The father's image, his white T-shirt stained with blood after carrying his injured children out of the minefield where they and hundreds of others were playing, is stirring a public debate on the topic.
But mines have been claiming casualties all along. Most victims are Druze, residents of a handful of villages that remained after Israel captured the Golan Heights from Syria in 1967. Natives of the region, they might know what places to avoid but mines get dislodged over years and move. It's worse in the south, where sandy topsoil washed away in violent flash floods moves mines too. Last year, a hiker was gravely injured in a Golan minefield with a few friends. The army's famed airborne rescue and evacuation unit was called to airlift the wounded man from the field but the rescue turned into a tragedy when the cable detached and the victim was dropped to his death.
The army regularly maps and maintains the minefields, even on a daily basis, but concedes that fences and signs need upgrading. And it agrees that some can be cleared, presumably those around non-military installations. But it prefers civilian bodies to bear responsibility. Besides being dangerous to remove, clearing mines is hugely expensive, explains Pini Dagan, who after a long army career in the field now owns a company that handles all types of ordinance and munitions, including landmines.
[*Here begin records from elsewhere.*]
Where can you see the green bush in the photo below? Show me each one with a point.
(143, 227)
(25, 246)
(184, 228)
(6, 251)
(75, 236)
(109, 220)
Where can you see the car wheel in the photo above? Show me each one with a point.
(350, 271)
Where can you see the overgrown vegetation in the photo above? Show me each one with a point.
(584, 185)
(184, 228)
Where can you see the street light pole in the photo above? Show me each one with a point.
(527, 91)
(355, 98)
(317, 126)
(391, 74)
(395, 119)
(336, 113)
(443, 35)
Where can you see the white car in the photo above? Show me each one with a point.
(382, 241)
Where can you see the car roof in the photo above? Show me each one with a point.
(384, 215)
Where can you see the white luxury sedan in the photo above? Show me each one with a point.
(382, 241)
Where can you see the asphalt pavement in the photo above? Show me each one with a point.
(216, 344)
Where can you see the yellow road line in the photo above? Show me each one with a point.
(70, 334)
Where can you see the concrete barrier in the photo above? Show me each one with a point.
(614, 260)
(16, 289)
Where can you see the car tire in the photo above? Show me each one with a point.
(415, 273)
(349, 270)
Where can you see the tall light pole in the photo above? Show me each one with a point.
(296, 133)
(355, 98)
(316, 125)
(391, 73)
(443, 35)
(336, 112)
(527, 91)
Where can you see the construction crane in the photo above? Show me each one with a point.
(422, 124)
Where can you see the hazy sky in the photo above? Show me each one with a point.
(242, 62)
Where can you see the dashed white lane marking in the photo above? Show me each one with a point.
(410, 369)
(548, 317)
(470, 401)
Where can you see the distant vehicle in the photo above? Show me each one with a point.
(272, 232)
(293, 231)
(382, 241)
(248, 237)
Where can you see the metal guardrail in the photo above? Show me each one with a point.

The insurance is very high, the equipment very expensive. Dagan says there are millions of mines in Israel. Other estimates are lower.
Does Israel need them? Depends who you ask.
Today's Golan is different from that of 40 years ago, says Eli Malka, regional mayor who has repeatedly appealed to the army to clear some minefields in favor of development. Three million people visit the region every year; it is the country's most toured area. After despairing of the army's help, the regional council hired a civilian contractor to clear a minefield to expand a community. It cost them 2.5 million Israeli shekels. They still can't use the land, he says; the army won't sign off on it because it didn't approve the company.
Jerry White was a 20-year-old East Coast college kid studying in Israel when he lost his leg hiking through a Golan minefield 25 years ago. He is among the founders of Survivor Corps and a co-recipient of the Nobel Peace Prize in 1997 awarded to the International Campaign to Ban Landmines. He's pushing for Israel's compliance with international treaties or, at the very least, with its own state comptroller's report that said a decade ago that the minefields needed to be marked clearly on civilian maps in all languages and that the hundreds of thousands of mines determined unneeded must be cleared.
Late last year, an Israeli named Dian Or joined their campaign to clear Israel of mines. Only 32 people have signed his online petition. No one in the world thinks this is a legitimate weapon anymore, he says, as mines invariably kill civilians, not soldiers and have no strategic value.
Others say some are indispensible.
Avidgor Kahalani commanded a tank battalion on the Golan in the 1973 war, for which he received the medal of valor. He knows the area inside-out and agrees that some minefields are unnecessary. But pointing to the same comptroller's report, he stresses that the Israeli mines serve a clear purpose of stalling an attack until reserves are called up and "we can't give them up" -- not on Mt. Avital, a strategic hilltop 800 meters from the border with Syria.
Yiftah Rontal, former ground force commander, says he hopes for the day Israel won't need mines on the Golan. "But from what I'm reading in the papers, I don't think that day is coming closer. Perhaps the opposite," he told the radio Sunday.